Моё поведение становилось немного параноидальным. Каждый вечер, по возможности мимоходом, я спрашивала у Мии, не пропало ли у неё что-нибудь, и лишь после того как она заверяла, что у неё всё на месте, могла спокойно лечь спать. Я размышляла о том, с каких пор предмет становится личной вещью. Считать ли таким только что купленный карандаш? Или чтобы придать ему личные свойства, надо ли его сначала погрызть? И надолго ли это подействует? Не станет ли предмет ничьим и не утратит ли свои качества? Последний раз это было с варежкой, которую, возможно, использовал Артур, чтобы войти в сны Мии, и я предпочла бы умереть, чем ещё раз такое пережить. Поэтому мне было не важно, что постепенно Мия стала относиться к моим вопросам с подозрением. Лучше всего было бы сказать всем: пусть они пристальней наблюдают за своими вещами, особенно если поблизости Артур.

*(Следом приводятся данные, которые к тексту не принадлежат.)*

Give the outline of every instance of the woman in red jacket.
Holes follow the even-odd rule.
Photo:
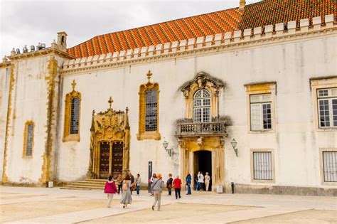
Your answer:
[[[117,192],[116,184],[112,181],[112,176],[109,176],[108,181],[105,183],[104,193],[107,193],[107,208],[110,208],[111,202],[114,198],[114,193]]]
[[[181,180],[179,178],[179,175],[177,175],[176,178],[174,179],[173,181],[173,188],[174,188],[174,193],[176,193],[176,199],[178,199],[178,196],[179,196],[179,198],[181,198],[180,196],[180,191],[181,188],[181,184],[183,183],[181,182]]]

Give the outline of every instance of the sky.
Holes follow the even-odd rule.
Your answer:
[[[67,33],[70,48],[97,35],[237,7],[239,1],[0,0],[0,62],[13,48],[50,46],[60,31]]]

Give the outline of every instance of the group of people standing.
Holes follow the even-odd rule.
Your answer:
[[[192,194],[191,191],[191,185],[192,183],[192,177],[188,174],[185,178],[187,193],[186,195]],[[205,191],[208,191],[209,184],[210,181],[210,176],[208,175],[208,172],[206,172],[205,175],[203,176],[202,172],[198,172],[197,175],[196,181],[196,190],[202,191],[203,189],[203,183],[205,184]],[[158,204],[158,210],[161,210],[161,193],[163,188],[165,188],[165,183],[163,181],[163,176],[161,174],[154,174],[151,178],[149,180],[151,188],[149,191],[151,196],[154,196],[154,202],[152,206],[152,210],[156,204]],[[118,186],[118,189],[116,186]],[[108,181],[105,183],[105,193],[107,194],[107,207],[110,208],[111,202],[114,196],[114,193],[118,193],[119,194],[122,192],[122,198],[120,203],[123,204],[123,208],[127,208],[127,206],[131,204],[132,202],[132,191],[136,190],[137,196],[139,195],[141,184],[140,175],[138,174],[137,178],[134,178],[134,176],[129,172],[128,174],[123,178],[122,174],[120,174],[117,180],[116,183],[112,180],[112,177],[110,176],[108,178]],[[166,187],[167,188],[168,194],[171,196],[172,188],[174,189],[176,199],[181,198],[181,186],[183,182],[180,179],[179,176],[177,175],[176,178],[172,178],[172,174],[168,174],[168,178],[166,181]]]
[[[107,208],[110,208],[114,194],[117,193],[119,194],[122,192],[120,203],[123,204],[123,208],[127,208],[127,205],[132,202],[132,198],[131,197],[132,191],[136,190],[137,196],[139,195],[140,183],[139,174],[137,174],[136,178],[131,172],[129,172],[124,178],[120,174],[118,175],[116,183],[112,180],[112,176],[109,176],[108,181],[105,183],[104,191],[107,194]],[[118,190],[116,184],[118,186]]]
[[[210,176],[208,172],[206,172],[205,176],[200,171],[198,172],[196,178],[196,191],[208,191],[210,183]],[[203,185],[205,183],[205,186]]]

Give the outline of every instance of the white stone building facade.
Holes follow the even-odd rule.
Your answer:
[[[311,24],[301,19],[298,26],[287,21],[287,30],[283,23],[270,24],[81,58],[67,52],[66,35],[59,33],[46,49],[13,52],[0,64],[2,182],[69,183],[95,169],[91,178],[103,178],[98,139],[112,145],[118,136],[124,160],[129,154],[129,164],[120,167],[140,174],[144,185],[151,161],[153,172],[164,176],[183,179],[190,173],[194,179],[199,169],[208,171],[213,190],[222,186],[230,192],[233,182],[236,192],[336,196],[335,17],[315,17]],[[151,131],[141,127],[151,107],[142,91],[149,90],[156,92]],[[78,93],[74,107],[70,96]],[[123,112],[121,122],[111,122],[95,144],[92,110],[98,121],[109,103]],[[94,126],[104,129],[104,122]],[[72,125],[77,133],[65,133]],[[96,149],[90,151],[92,145]]]

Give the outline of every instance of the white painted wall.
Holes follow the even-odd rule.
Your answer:
[[[6,167],[10,182],[38,183],[41,177],[42,155],[47,136],[46,77],[48,76],[50,58],[50,56],[37,56],[14,62],[15,84],[12,90]],[[57,60],[62,63],[60,58]],[[23,157],[24,127],[28,120],[35,123],[33,158],[29,159]]]
[[[92,111],[106,110],[109,96],[114,100],[114,110],[129,108],[132,173],[139,173],[146,183],[148,161],[152,161],[154,172],[164,176],[168,173],[178,174],[178,154],[170,159],[163,149],[163,139],[137,140],[139,87],[147,81],[146,74],[151,70],[151,80],[159,83],[160,133],[178,152],[173,123],[185,113],[184,99],[178,87],[198,72],[204,71],[227,84],[220,96],[220,114],[229,116],[233,122],[233,126],[228,127],[225,143],[226,183],[259,184],[250,181],[250,149],[274,149],[276,177],[272,185],[321,186],[319,148],[336,148],[337,133],[315,130],[314,122],[317,118],[313,117],[309,78],[337,75],[336,41],[336,35],[312,37],[64,75],[57,176],[60,181],[71,181],[85,176]],[[74,79],[76,90],[82,94],[81,140],[63,143],[65,96],[71,91]],[[249,134],[249,105],[244,85],[267,81],[277,82],[275,132]],[[232,138],[238,142],[237,158],[230,146]]]
[[[0,178],[4,168],[4,149],[5,146],[6,123],[7,119],[8,95],[11,68],[0,69]]]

Но этого делать было, конечно, нельзя. И всё равно, наверно, заранее позаботился обо всём, что ему нужно. Я представляла себе, как он складывает добычу у себя в комнате, разумеется, снабжая предметы именными табличками, и каждый вечер обдумывает, чей сон посетит он сегодня. И чтобы его самого никто не застиг врасплох, когда он спит, он, конечно, избавился от секретного тайника для ключей, с помощью которого в январе Грейсон сумел проникнуть к нему и забрать варежку Мии, продвигаясь ползком, как с детства умеют все мальчишки, а недавно и огородился забором, как обнаружил Грейсон. Сон Артура, как и его добыча, были недоступны. В доме его родителей появлялось множество влиятельных и знаменитых людей – музыканты, политики, промышленники, и невозможно вообразить, чего только Артур у них не набрался.